Diverse storie si snodano contemporaneamente e lambiscono il tema  della gravidanza. Una dodicenne insoddisfatta ed inquieta è ossessionata dall’idea di dover mettere al più presto al mondo un bambino e, per coronare il proprio sogno, scappa di casa e fa l’autostop. Un camionista l’invita in un motel e, dopo aver fatto l’amore con lei, di buon mattino se ne va via, senza nemmeno salutarla. Una ragazzina è violentata e rimane incinta e sua madre Joyce (Ellen Barkin) la costringe ad abortire; in seguito a delle complicazioni avvenute nel corso dell’intervento la ragazza subisce l’asportazione dell’utero. 

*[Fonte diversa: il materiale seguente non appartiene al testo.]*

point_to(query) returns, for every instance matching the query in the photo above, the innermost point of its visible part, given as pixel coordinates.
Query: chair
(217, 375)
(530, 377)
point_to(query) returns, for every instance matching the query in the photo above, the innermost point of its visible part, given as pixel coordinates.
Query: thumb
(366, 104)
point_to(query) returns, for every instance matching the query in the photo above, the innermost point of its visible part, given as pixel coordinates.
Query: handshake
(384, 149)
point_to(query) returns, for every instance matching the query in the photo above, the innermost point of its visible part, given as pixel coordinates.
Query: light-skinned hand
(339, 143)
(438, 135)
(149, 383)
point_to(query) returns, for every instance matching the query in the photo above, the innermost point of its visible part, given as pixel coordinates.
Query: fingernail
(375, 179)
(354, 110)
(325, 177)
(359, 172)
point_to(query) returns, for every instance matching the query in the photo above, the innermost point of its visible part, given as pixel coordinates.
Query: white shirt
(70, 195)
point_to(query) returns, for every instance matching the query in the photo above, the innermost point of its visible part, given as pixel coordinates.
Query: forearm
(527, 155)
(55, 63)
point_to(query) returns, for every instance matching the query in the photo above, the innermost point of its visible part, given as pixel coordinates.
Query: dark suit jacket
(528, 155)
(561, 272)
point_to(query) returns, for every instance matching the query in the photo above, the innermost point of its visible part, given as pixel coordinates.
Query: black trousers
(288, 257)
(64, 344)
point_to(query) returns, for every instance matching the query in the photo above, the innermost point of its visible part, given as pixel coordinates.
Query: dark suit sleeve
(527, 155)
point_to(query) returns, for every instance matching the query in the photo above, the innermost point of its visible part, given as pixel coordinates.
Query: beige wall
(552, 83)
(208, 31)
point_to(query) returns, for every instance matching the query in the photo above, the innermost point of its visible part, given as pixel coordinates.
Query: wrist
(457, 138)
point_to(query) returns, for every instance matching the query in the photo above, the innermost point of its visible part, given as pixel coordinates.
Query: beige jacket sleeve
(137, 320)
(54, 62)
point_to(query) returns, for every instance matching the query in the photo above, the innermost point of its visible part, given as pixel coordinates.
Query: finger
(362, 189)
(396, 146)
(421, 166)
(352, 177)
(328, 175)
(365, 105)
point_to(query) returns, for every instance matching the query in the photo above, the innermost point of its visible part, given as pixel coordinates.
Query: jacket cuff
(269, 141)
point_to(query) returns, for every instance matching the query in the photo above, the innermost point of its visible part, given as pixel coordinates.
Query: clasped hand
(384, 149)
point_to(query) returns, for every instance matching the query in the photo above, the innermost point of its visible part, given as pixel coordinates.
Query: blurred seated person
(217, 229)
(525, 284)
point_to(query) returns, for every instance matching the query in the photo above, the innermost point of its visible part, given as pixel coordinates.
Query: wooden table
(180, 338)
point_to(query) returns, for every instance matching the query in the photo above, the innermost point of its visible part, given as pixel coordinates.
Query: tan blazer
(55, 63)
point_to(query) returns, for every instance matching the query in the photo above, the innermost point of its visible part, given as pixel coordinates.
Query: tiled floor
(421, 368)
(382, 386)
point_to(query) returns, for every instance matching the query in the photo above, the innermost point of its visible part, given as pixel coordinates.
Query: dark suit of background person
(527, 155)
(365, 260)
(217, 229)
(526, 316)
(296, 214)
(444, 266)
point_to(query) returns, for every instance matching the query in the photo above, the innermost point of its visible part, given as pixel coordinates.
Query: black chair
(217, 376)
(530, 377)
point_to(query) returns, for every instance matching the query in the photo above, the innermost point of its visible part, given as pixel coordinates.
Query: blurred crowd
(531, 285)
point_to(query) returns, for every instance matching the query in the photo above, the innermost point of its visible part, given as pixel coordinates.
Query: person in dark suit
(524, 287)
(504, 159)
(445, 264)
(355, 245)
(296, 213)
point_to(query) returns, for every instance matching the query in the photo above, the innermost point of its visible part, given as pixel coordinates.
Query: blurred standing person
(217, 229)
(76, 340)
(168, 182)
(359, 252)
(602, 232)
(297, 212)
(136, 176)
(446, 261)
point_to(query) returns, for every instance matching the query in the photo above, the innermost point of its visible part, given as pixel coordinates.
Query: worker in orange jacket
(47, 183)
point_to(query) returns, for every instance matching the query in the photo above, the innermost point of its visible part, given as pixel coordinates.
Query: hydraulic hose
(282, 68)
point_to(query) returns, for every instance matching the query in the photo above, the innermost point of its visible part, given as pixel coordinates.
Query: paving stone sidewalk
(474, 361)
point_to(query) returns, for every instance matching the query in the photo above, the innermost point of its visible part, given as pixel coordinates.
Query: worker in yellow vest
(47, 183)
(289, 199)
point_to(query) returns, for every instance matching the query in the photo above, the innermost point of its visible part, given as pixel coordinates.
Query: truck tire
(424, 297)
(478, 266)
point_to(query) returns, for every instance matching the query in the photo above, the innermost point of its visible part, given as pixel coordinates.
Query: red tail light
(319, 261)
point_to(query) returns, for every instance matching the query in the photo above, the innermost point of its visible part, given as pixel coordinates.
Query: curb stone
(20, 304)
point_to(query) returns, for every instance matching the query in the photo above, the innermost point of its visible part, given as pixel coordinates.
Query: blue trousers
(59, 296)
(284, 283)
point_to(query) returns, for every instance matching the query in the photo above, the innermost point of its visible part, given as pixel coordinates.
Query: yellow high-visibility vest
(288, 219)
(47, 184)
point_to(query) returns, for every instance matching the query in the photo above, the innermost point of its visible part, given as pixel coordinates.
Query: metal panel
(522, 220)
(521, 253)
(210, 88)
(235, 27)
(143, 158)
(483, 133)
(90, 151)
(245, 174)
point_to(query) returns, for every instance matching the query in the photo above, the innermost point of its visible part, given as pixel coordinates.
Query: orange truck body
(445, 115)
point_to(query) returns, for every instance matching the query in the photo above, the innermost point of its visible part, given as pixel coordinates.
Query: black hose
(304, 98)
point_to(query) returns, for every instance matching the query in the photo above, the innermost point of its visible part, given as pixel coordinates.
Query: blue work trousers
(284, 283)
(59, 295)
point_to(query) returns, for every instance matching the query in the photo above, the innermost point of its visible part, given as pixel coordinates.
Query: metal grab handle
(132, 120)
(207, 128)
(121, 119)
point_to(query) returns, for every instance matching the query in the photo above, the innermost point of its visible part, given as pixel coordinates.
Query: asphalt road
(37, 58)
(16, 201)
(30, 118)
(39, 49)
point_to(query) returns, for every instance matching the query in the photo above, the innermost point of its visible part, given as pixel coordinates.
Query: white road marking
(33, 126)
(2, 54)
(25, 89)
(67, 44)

Solondz, uno dei pochi registi indipendenti del cinema americano, delude i suoi fan e non riesce a rendere intrigante una pellicola che oscilla tra la commedia sarcastica ed il dramma cupo e senza speranza. Come recita il titolo (un palindromo è una sequenza di lettere che, sia da sinistra verso destra e viceversa, rimane invariata nella lettura) non è possibile mutare il proprio destino. Il campionario umano che sfila sullo schermo è fin troppo dolente e sofferente ed a lungo andare il regista non controlla la narrazione che risulta troppo caotica, spezzettata e cerebrale. e Solondz lascia che a vestire i panni di Aviva (nome che è anch’esso ad un palindromo) siano, di volta in volta, attrici, diverse per razza e per età;  inizialmente , questo espediente affascina ed intriga, ma poi finisce solo per confondere inutilmente lo spettatore. L’unica scena davvero toccante è quella ambientata in una comunità di bambini disabili, gestita da Mama Sunshine (Debra Monk) una donna in piena crisi mistica e mentalmente disturbata che mostra Barbara, una bambina cieca che racconta la propria storia:“Mia mamma era dipendente dalle droghe viveva nel peccato. Non credeva in Dio né in nulla. Quando restò incinta prese ancora più droghe. Io sono nata cieca a causa di tutte le droghe. A mia madre non l’importava, non mi voleva. Cercò di uccidermi dentro di lei con una gruccia ma sono sopravvissuta. Mi odiava così tanto che non mi ha mai parlato per i primi tre anni della mia vita. Mi aggrediva e mi picchiava. Mi malediceva ogni giorno. Non ricordo niente di questo. Ma questo è quello che ho saputo quando mia madre si soffocò nel proprio vomito a causa di un’overdose. Sono stata mandata in una serie di istituzioni per essere valutata psicologicamente.”